Receiving: Jermaine Kearse (1,005)

Tackles: Mason Foster (161)

Sacks: Foster (6.5)

Interceptions: Nate Fellner* (5)

Spring answers

1. Tight end now a strength: Tight end quickly transformed into a position of strength this spring. True freshman Austin Seferian-Jenkins, an early enrollee, proved equal to his recruiting hype and showed he's ready physically to play at the Pac-12 level. When you toss in a strong spring from Michael Hartvigson, the Huskies now can line up in double-tight formations and make defenses respect the pass or run.

2. Defensive line stands out: Led by massive, disruptive defensive tackle Alameda Ta'amu, it appears that for the first time since perhaps the 1990s, the Huskies will have a deep, formidable defensive front. Redshirt freshman Josh Shirley looked like an explosive edge rusher this spring who could compliment Hau'oli Jamora. There are four or five quality guys that could complement Ta'amu inside.

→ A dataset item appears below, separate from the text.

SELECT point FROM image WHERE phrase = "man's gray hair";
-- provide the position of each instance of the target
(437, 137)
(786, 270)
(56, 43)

3. There's good depth at receiver: Whoever wins the quarterback competition, he's going to have plenty of guys who can catch the ball: Jermaine Kearse, Devin Aguilar, Kevin Smith, James Johnson, DiAndre Campbell and Cody Bruns. Prep All-American Kasen Williams arrives in the fall. Toss in the improved tight ends, and the passing attack could be solid if things work out at ...

Fall questions

1. Price is right? It appears that sophomore Keith Price surged into the lead over redshirt freshman Nick Montana in the quarterback competition, but there's still fall camp for things to shake up. It will be interesting to see how long coach Steve Sarkisian waits before making a call. Price looked in control in the spring game, showcasing skills passing and running. Montana hasn't looked bad; it's more a matter of Price, who started at Oregon last season, asserting himself.

2. What's up with the offensive line? The defensive line looked good this spring, so perhaps that's why the offensive line struggled. But it's still a concern, even with tackles Senio Kelemete and Ben Riva out with injuries, particularly when you consider the revolving door last fall that included seven different lineups of a starting five. The Huskies figure to be a run-first team in 2011 with running back Chris Polk. The line needs to be squared away for that to be an effective plan.

3. Settling on the 'backers: Cort Dennison returns in the middle, and Garret Gilliland, who played middle linebacker behind Dennison last year, has looked good at weakside linebacker, where Mason Foster starred in 2010, but the "Sam" strongside linebacker spot is still up for grabs. John Timu and Jamaal Kearse were the top guys this spring to replace Victor Aiyewa, but Princeton Fuimaono should be a factor in the fall after not being able to participate in contact work this spring. And there's the question of depth.